Numa pandemia os lugares mais perigosos são as igrejas e ainda bem. Grandes acontecimentos, como uma pandemia é, são apocalípticos no sentido que revelam coisas que se escondem na rotina. Quebre-se realmente a rotina e veremos o que andava disfarçado no dia-a-dia. Por exemplo: em grande parte gostamos de nos julgar prontos para riscos e aventuras. Mas mal apareceu uma doença nova, desmascarados fomos para adoptar imediatamente o discurso da segurança acima de tudo.

Não me tomo como corajoso. Quem me conhece, conhece os meus achaques. Sou fraca figura e não me meto em coboiadas. Quando era criança fui numa excursão da escola a uma base militar aérea (acho que foi mesmo em Tancos…) onde ofereceram uns saltos numas torres com cordas para simular a experiência de um pára-quedista, e a minha irmã gémea, a Sara, voluntariou-se. Fui ter com ela em censura acesa, prometendo-lhe que ia fazer queixa aos meus pais pela escandalosa ousadia dela. Ela saltou na mesma, eu chibei-me aos meus pais e o resultado foi o triunfo dela diante do vazio frouxo da minha denúncia. Dentro de mim há um filão de reclamações que cresce na proporção do prazer que os outros têm em tentar o que me assusta. Sim, tenho perfil para bufo armado em bófia.

A minha igreja desde o início da doença global adoptou as práticas da maioria das igrejas. Fechámos entre Março e Maio de 2020 e voltámos a fechar entre Janeiro e Março de 2021. Durante esses períodos usámos a internet para transmitir os serviços de culto que um pequeno grupo fazia na casa de oração. Agora em 2022 continuamos mascarados e em aspersões repetitivas de álcool-gel. O nosso convívio sofre há perto de dois anos por conta do vírus e quase todos se vacinaram. Não correspondemos a nenhuma das tristes caricaturas que, na nossa balofa superioridade moral europeia, fazemos de crentes fanáticos norte-americanos ou sul-americanos (sinceramente, até preferia). Lembrando Cromwell, confiamos em Deus e mantemos a nossa pólvora seca.

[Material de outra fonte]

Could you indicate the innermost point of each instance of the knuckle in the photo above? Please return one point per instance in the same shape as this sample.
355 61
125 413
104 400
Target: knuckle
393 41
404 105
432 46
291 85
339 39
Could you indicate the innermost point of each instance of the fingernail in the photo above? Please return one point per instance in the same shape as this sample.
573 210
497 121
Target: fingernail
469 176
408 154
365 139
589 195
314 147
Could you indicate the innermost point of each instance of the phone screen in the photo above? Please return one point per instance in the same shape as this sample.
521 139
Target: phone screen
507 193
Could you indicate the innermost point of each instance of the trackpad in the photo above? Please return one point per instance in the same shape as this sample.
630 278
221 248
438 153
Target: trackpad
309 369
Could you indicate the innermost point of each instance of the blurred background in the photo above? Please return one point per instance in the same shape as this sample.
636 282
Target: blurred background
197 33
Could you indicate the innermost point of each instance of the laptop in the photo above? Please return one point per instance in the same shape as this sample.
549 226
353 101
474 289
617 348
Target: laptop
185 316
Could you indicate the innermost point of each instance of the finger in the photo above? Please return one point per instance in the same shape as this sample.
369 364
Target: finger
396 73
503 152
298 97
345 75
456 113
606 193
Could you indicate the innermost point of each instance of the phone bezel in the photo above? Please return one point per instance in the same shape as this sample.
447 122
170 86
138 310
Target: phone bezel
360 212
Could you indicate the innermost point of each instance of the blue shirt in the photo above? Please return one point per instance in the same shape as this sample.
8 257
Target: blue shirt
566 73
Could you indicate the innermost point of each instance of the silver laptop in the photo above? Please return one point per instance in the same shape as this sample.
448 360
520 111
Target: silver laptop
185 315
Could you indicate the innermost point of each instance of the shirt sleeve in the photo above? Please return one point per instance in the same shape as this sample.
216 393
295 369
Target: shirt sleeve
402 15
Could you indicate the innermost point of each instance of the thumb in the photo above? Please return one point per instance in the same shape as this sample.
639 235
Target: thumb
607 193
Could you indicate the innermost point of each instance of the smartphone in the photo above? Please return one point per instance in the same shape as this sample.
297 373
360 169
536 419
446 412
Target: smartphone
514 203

Mas, como dizia, os lugares mais perigosos são as igrejas e ainda bem. Igrejas são, por excelência, locais de contágio. Entramos nelas de uma maneira e não saímos na mesma. Somos infectados e influenciados. Nessa medida, a pessoa não vai à igreja para manter a saúde mas perdê-la. Quem cresce a ir à igreja vive na mais abençoada experiência de despersonalização. E quando vamos perdendo a pessoa que somos, perdemos também o instinto de sobrevivência. Vivemos para poder morrer. E isso é muito importante. Não vivemos para nos mantermos vivos. Viver para nos mantermos vivos é provavelmente a forma mais triste de existência.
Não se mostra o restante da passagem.